Bednorz' and Müller's new approach was to abandon the
"conventional" semiconducting alloys, for instance of
niobium-germanium or niobium-tin type, and to direct their search
among metal oxides. It was known that some of these oxides may
conduct electricity, but their conductivity is normally very
limited.
At first sight, therefore, it seems astonishing that such
materials can ever pass to a superconducting state when cooled.

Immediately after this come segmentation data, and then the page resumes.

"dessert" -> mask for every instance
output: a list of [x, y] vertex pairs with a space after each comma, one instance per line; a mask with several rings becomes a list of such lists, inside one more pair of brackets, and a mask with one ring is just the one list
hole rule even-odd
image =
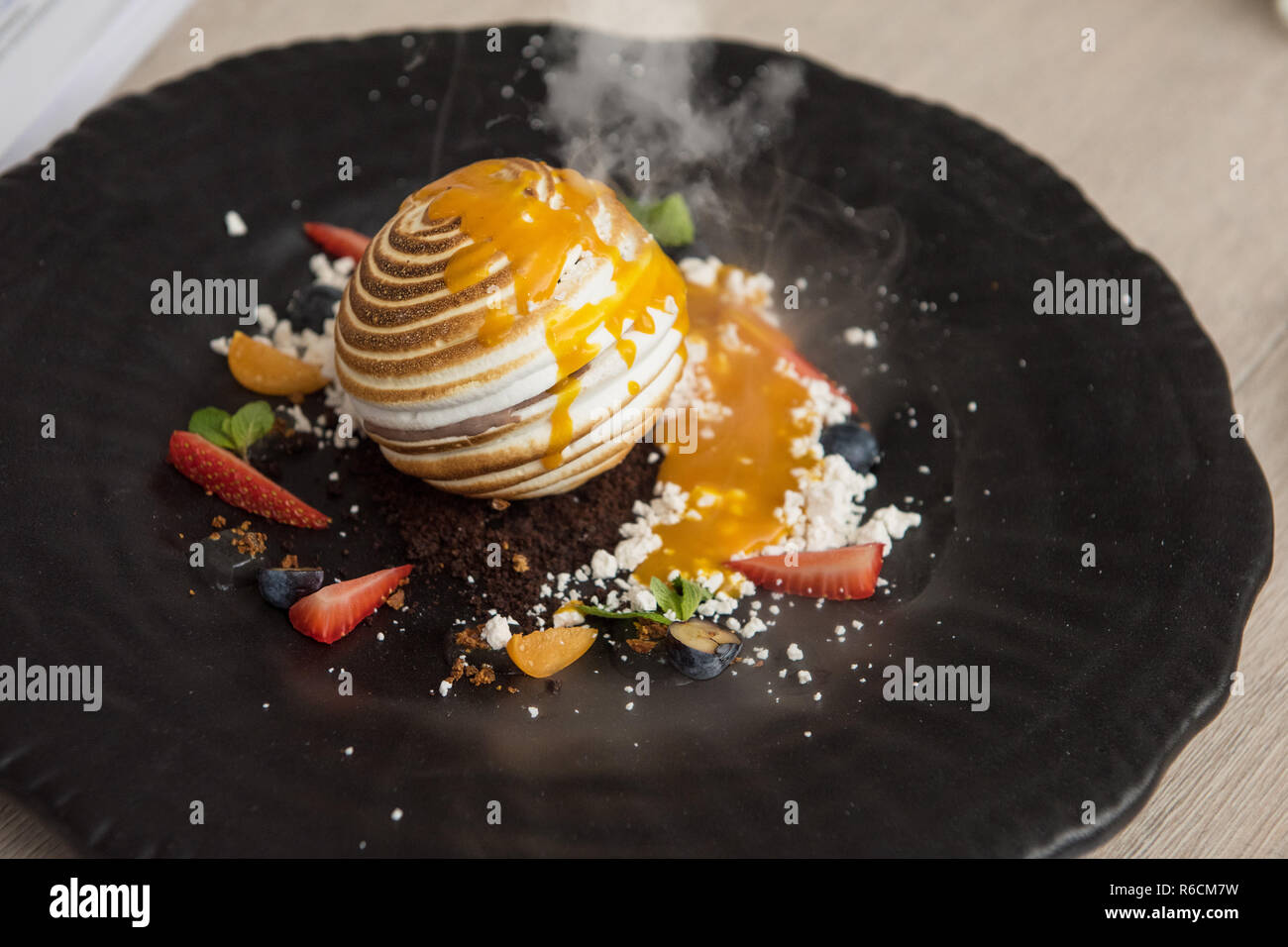
[[366, 247], [336, 376], [399, 470], [528, 499], [621, 463], [680, 378], [685, 330], [679, 271], [612, 191], [480, 161], [411, 195]]
[[[683, 198], [627, 210], [603, 184], [519, 158], [425, 186], [370, 240], [305, 225], [334, 263], [310, 260], [287, 318], [264, 305], [256, 338], [211, 343], [243, 385], [289, 403], [202, 408], [175, 434], [189, 478], [316, 528], [326, 514], [282, 496], [246, 447], [269, 426], [287, 463], [334, 447], [328, 500], [357, 487], [397, 527], [397, 568], [341, 581], [325, 554], [319, 568], [263, 567], [261, 594], [298, 631], [332, 643], [384, 603], [399, 630], [446, 636], [447, 674], [430, 683], [444, 697], [462, 682], [515, 692], [587, 655], [707, 680], [762, 666], [769, 648], [743, 646], [791, 597], [886, 585], [920, 515], [866, 508], [882, 457], [854, 399], [796, 350], [768, 276], [675, 265], [663, 231], [693, 238]], [[246, 470], [254, 490], [238, 486]], [[341, 559], [363, 522], [344, 504]], [[860, 627], [837, 625], [835, 640]]]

Yet it was with various oxide materials (which in addition to
oxygen contain copper or nickel and some of the rare earth
elements) that Bednorz and Müller had worked since
1983.
When they at last broke through all existing limits for
superconducting materials, it was as a result of systematic work,
deep insight and experience of structural problems in the physics
and chemistry of the solid state (plus, one may assume, the
intuition characteristic of the true scientist). Besides this,
they had had the audacity to concentrate on new paths in their
research. Their reasoning was that the copper or nickel atoms in
the materials they used could be made to transfer electrons,
which interact more strongly with the surrounding crystal (and
consequently also with the oscillations set up by the atoms in
the crystal) than is the case in normal conductors. This strong
interaction is, according to current theory, one of the
conditions for the pairing of electrons and the maintenance of
the strongly coordinated motion which they require in the
superconducting state. To obtain a chemically stable material and
at the same time increase the normal conductivity Bednorz and
Müller added barium to crystals of lanthanum-copper-oxide to
obtain the approximate composition
La1.85Ba0.15CuO4, which turned
out to be the first successful high-temperature
superconductor.
Bednorz and Müller stand out clearly as the discoverers of
this specific superconductivity. They have inspired-a great
number of other scientists to work with related materials. As
already mentioned, this has resulted in the synthesis of
substances which are superconducting at temperatures more than
four times higher (above absolute zero) than before. The details
of how superconductivity arises in the new materials are still
unknown. Intensive work is being carried out using the full
arsenal of measuring methods within solid-state physics to
uncover the essential mechanisms behind this phenomenon. One main
question is whether the descriptions of superconductivity
employed so far (i.e. the Bardeen-Cooper-Schrieffer theory) are
sufficient, or whether new concepts will be needed. Perhaps it
will be necessary to reconsider certain aspects of the motion and
interaction of electrons in solid substances.
It is too early to predict how extensive the technical
applications will be, but it is quite evident that the
development is being followed with keen interest by
representatives of electrical power technology, by
microelectronics researchers and by physicists who envisage new
applications in measurement technology.